Reggie Ragland, ILB, Alabama Crimson Tide

Ragland is having a monster season -- 90 tackles, 6.5 tackles for loss, six pass breakups, two forced fumbles. Just incredible. He has rare straight-line speed for his size (6-2, 252 pounds) and shows explosive power at the point of attack. While he's still not elite in coverage, Ragland's instincts are improving and he can hold up in an underneath zone.

26. Seattle Seahawks

Maliek Collins, DT, Nebraska Cornhuskers*

Collins is still developing as a player, but he's a hard worker with great feet/hand quickness for his size (6-2, 300 pounds). While his production is down from a year ago (6.5 tackles for loss, 2.5 sacks), the whole team struggled under a new coaching staff.
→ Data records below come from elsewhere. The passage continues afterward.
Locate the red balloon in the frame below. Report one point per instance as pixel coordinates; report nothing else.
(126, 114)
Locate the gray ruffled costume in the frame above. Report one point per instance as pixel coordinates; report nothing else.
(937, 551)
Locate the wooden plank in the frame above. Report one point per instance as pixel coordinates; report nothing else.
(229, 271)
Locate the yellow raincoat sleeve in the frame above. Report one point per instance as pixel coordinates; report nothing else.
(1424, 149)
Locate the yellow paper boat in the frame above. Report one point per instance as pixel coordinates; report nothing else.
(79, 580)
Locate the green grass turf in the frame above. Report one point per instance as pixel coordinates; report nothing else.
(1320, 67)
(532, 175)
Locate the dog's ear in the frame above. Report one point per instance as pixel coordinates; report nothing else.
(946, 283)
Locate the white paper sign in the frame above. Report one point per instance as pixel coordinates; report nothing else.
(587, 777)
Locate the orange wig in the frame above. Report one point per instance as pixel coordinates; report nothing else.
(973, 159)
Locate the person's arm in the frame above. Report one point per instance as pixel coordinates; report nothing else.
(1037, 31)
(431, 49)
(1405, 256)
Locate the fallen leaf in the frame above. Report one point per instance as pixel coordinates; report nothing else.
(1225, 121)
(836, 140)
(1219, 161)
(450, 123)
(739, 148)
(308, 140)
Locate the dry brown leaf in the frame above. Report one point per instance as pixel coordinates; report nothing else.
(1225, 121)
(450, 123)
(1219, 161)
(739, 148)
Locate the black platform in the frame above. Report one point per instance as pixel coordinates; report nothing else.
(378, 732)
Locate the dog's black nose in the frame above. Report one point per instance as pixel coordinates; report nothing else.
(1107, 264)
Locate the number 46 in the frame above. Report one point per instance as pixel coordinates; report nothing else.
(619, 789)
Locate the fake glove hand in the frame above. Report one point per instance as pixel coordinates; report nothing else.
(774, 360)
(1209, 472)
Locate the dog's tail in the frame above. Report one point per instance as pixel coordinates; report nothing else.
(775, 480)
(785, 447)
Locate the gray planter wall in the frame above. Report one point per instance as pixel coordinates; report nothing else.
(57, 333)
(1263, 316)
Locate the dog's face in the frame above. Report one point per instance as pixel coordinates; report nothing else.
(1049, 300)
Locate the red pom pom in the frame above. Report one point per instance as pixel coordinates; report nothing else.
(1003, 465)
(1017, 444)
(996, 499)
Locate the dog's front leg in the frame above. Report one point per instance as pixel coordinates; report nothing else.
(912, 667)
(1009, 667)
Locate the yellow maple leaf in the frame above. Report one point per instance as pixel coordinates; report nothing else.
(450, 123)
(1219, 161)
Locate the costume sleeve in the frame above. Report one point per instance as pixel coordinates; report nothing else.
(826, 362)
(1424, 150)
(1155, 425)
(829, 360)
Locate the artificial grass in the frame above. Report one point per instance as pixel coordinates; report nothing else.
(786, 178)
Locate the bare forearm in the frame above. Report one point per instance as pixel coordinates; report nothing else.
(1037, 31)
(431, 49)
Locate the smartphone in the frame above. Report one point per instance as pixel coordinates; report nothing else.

His explosive first step still showed up on tape. Collins would really thrive in Seattle.

27. Green Bay Packers

Su'a Cravens, OLB, USC Trojans*

A former safety-turned-OLB, Cravens shows good cover skills (nine career INTs) and has flashed as a pass-rusher when turned loose off the edge (5.5 sacks). He's a bit of a tweener (6-1, 225 pounds), but his athleticism and versatility makes him a good fit to defend offenses in today's NFL.

28. Denver Broncos

Kenny Clark, DT, UCLA Bruins*

Clark played his best football down the stretch, with three sacks against Washington State in Week 11. He's a powerful run-stuffer who often commands the attention from multiple offensive linemen. He gets in trouble when his pads rise, but is doing a better job using his leverage consistently.

29. Cincinnati Bengals

Will Fuller, WR, Notre Dame Fighting Irish*

Fuller is probably a Round 2 value, but it wouldn't be a huge reach at this point. He has legit vertical speed, averaging 20.45 yards per catch, the most of any FBS player with at least 55 receptions. At 6-foot, 184 pounds, he reminds me a bit of Devin Smith coming out of Ohio State last year.

30. Arizona Cardinals

Carson Wentz, QB, North Dakota State Bison

Wentz would be the ideal quarterback for Bruce Arians to groom behind soon-to-be 36-year-old Carson Palmer. The FCS product isn't ready to start from Day 1, but he has a lot of developmental upside, with good size, arm strength and mobility. He's coming off a wrist injury, so his draft stock could be impacted by how that checks out with teams. But it won't surprise me if Wentz winds up among the top 40 picks.

31. Carolina Panthers

Emmanuel Ogbah, DE, Oklahoma State Cowboys*

Ogbah has always had good length and athleticism, but this year, he's playing with a bit more power and improved technique. At 6-3½, 270 pounds, he has racked up 34.5 tackles for loss and 24 sacks the past two seasons.